Just when we thought the conservative U.S. Supreme Court might want to do right— after they decided to hear a federal challenge to the extreme Texas abortion ban— they predictably went off course.
Senate Bill 8, or S.B.8, prohibits abortions after 6 weeks. It also has the unusual feature of allowing private citizens to sue those who don’t comply with the law, essentially turning everyday people into bounty hunters.
In the Supreme Court ruling on Friday, Justice Sonia Sotomayor wrote a dissent excoriating the law and challenging her colleagues for not blocking the Texas ban today before it hears oral arguments from the federal government on November 1.
Here are 4 times she gave it to us straight:
- “By delaying any remedy, the Court enables continued and irreparable harm to women seeking abortion care and providers of such care in Texas—exactly as S. B. 8’s architects intended.”

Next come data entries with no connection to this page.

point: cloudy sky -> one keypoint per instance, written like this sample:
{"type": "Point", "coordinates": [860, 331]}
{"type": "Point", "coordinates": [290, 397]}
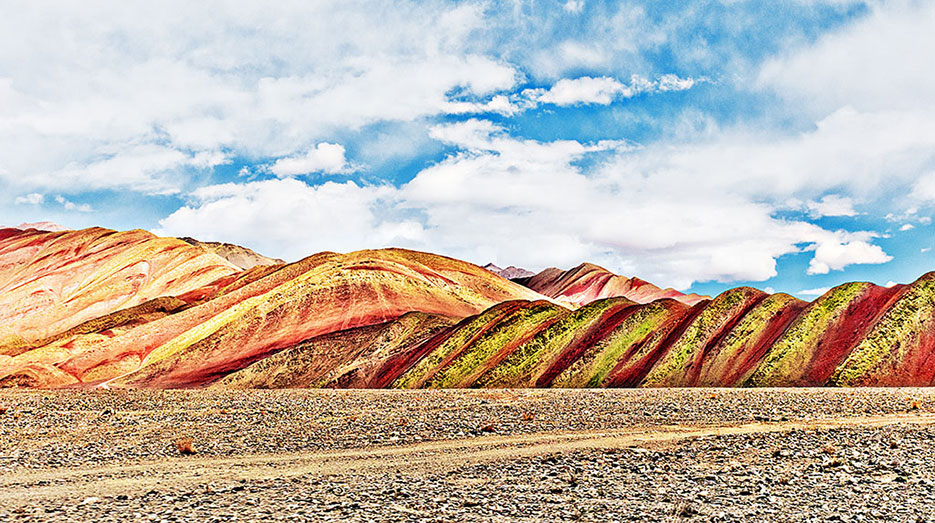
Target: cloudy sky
{"type": "Point", "coordinates": [700, 145]}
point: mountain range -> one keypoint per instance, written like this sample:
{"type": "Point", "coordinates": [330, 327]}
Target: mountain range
{"type": "Point", "coordinates": [97, 307]}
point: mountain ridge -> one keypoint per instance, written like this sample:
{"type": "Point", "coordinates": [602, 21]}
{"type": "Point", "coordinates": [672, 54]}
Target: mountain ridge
{"type": "Point", "coordinates": [97, 307]}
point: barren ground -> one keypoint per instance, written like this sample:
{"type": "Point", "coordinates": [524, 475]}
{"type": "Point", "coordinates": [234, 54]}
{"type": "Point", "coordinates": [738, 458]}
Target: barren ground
{"type": "Point", "coordinates": [638, 455]}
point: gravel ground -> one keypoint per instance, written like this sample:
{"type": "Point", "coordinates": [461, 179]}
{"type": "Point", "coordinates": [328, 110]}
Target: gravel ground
{"type": "Point", "coordinates": [58, 448]}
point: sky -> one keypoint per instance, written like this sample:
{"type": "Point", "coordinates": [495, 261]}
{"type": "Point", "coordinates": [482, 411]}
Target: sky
{"type": "Point", "coordinates": [701, 145]}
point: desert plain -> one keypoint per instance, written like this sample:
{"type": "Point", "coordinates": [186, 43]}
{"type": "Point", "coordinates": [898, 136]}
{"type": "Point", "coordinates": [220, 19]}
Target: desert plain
{"type": "Point", "coordinates": [817, 454]}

2. “The promise of [a] future [decision] offers cold comfort…for Texas women seeking abortion care, who are entitled to relief now. These women will suffer personal harm from delaying their medical care, and as their pregnancies progress, they may even be unable to obtain abortion care altogether. Because every day the Court fails to grant relief is devastating, both for individual women and for our constitutional system as a whole.”
3. “I cannot capture the totality of this harm in these pages. But as these excerpts illustrate [showing the financial and social consequences of the ban], the State (empowered by this Court’s inaction) has so thoroughly chilled the exercise of the right recognized in Roe as to nearly suspend it within its borders and strain access to it in other States. The State’s gambit has worked. The impact is catastrophic.”
4. “Every day that S. B. 8 remains in effect is a day in which such tactics are rewarded. And every day the scheme succeeds increases the likelihood that it will be adapted to attack other federal constitutional rights.”
5. “Those with sufficient resources may spend thousands of dollars and multiple days anxiously seeking care from out-of-state providers so overwhelmed with Texas patients that they cannot adequately serve their own communities. Those without the ability to make this journey, whether due to lack of money or childcare or employment flexibility or the myriad other constraints that shape people’s day-to-day lives, may be forced to carry to term against their wishes or resort to dangerous methods of self-help.”